The global concurrent limit protects the upstream API from overload. When reached, additional requests from any IP are queued until a slot opens.

Configuration example

~/.saturn/.env
SATURN_RATE_RPM=60
SATURN_RATE_TPM=200000
SATURN_RATE_CONCURRENT=5
SATURN_RATE_GLOBAL_CONCURRENT=20

Daily spend limits

Configure daily spend limits through the Web UI admin panel.

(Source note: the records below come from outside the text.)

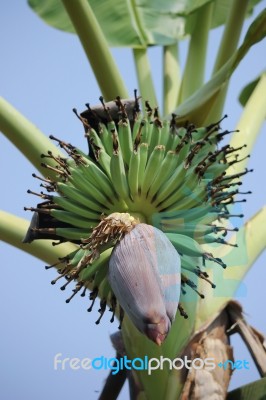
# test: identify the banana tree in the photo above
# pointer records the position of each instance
(115, 201)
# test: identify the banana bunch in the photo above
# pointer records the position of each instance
(139, 170)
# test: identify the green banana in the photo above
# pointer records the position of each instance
(163, 173)
(175, 181)
(185, 189)
(77, 196)
(73, 219)
(119, 175)
(133, 173)
(75, 208)
(156, 132)
(100, 263)
(154, 160)
(191, 230)
(104, 160)
(143, 149)
(101, 189)
(106, 139)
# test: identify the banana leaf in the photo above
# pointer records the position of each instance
(138, 23)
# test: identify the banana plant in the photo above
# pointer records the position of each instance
(141, 218)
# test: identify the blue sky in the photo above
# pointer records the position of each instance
(44, 74)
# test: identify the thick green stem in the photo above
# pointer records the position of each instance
(13, 230)
(143, 69)
(96, 48)
(26, 137)
(250, 124)
(227, 48)
(196, 58)
(231, 33)
(171, 81)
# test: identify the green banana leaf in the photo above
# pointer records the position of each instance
(255, 390)
(197, 107)
(167, 384)
(248, 90)
(138, 23)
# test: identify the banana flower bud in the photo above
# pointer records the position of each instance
(144, 273)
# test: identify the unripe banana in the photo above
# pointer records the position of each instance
(106, 139)
(133, 173)
(163, 173)
(77, 196)
(119, 175)
(76, 208)
(154, 160)
(73, 219)
(83, 179)
(185, 244)
(125, 140)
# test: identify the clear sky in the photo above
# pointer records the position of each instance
(44, 74)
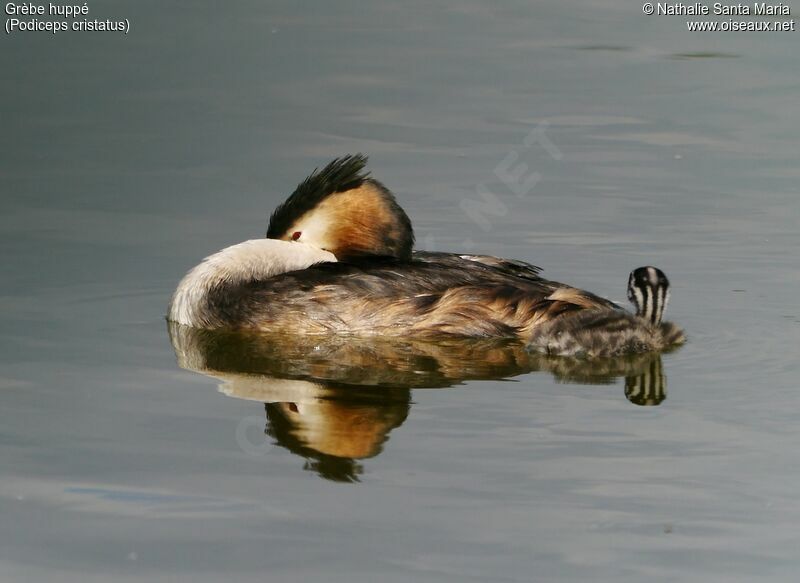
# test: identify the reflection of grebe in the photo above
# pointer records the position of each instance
(338, 259)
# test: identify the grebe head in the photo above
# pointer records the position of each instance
(648, 291)
(344, 211)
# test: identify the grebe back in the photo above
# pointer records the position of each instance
(339, 260)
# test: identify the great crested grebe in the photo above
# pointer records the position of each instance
(338, 259)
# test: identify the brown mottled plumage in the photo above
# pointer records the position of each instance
(377, 287)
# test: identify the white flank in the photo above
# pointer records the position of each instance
(249, 261)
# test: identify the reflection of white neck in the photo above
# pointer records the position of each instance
(249, 261)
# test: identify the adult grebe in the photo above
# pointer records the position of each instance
(338, 259)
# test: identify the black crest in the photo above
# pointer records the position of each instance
(340, 175)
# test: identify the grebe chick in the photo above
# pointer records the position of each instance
(339, 260)
(615, 332)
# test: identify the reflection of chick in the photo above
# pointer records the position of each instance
(334, 433)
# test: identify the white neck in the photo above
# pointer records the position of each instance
(249, 261)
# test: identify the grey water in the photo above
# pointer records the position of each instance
(583, 137)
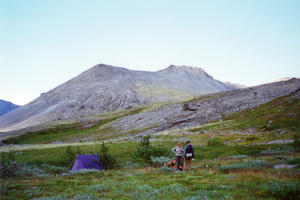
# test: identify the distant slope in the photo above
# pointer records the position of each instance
(267, 107)
(6, 107)
(107, 88)
(205, 108)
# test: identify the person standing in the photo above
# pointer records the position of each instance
(188, 155)
(178, 154)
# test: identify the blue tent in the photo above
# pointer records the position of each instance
(87, 161)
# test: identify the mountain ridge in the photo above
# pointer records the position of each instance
(105, 88)
(6, 107)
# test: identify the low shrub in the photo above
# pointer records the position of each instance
(86, 171)
(64, 197)
(9, 165)
(159, 161)
(165, 169)
(295, 161)
(68, 157)
(271, 152)
(283, 190)
(238, 157)
(11, 168)
(248, 165)
(108, 160)
(215, 142)
(145, 151)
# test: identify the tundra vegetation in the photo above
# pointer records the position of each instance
(252, 154)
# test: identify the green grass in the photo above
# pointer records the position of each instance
(280, 113)
(72, 131)
(204, 181)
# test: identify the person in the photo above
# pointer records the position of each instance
(178, 155)
(188, 155)
(171, 164)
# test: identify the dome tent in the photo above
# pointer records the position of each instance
(87, 161)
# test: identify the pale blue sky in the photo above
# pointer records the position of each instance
(44, 43)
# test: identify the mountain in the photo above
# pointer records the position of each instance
(107, 88)
(273, 107)
(206, 108)
(6, 107)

Navigate to the admin settings and set a maximum daily spend in USD. When the limit is reached, Saturn stops forwarding requests to paid APIs until the next day.

Model filtering

Control which models are exposed to users:

Variable Default Description
SATURN_MODEL_FILTER "" (all models) Comma-separated list of model name substrings to expose

When set, only models whose names contain at least one of the specified substrings are shown to users.

~/.saturn/.env
# Only expose Claude and GPT-4 models
SATURN_MODEL_FILTER=claude,gpt-4

An empty value (the default) exposes all models from all services.

Behavior when limits are hit

  • RPM exceeded: Returns HTTP 429 with a Retry-After header indicating seconds until the limit resets.
  • TPM exceeded: Returns HTTP 429. The token counter resets at the start of each minute window.
  • Concurrent exceeded: The request is held in a queue. If the queue is full, returns HTTP 429.
  • Model filtered: Models not matching the filter are omitted from /v1/models responses. Direct requests to filtered models return HTTP 404.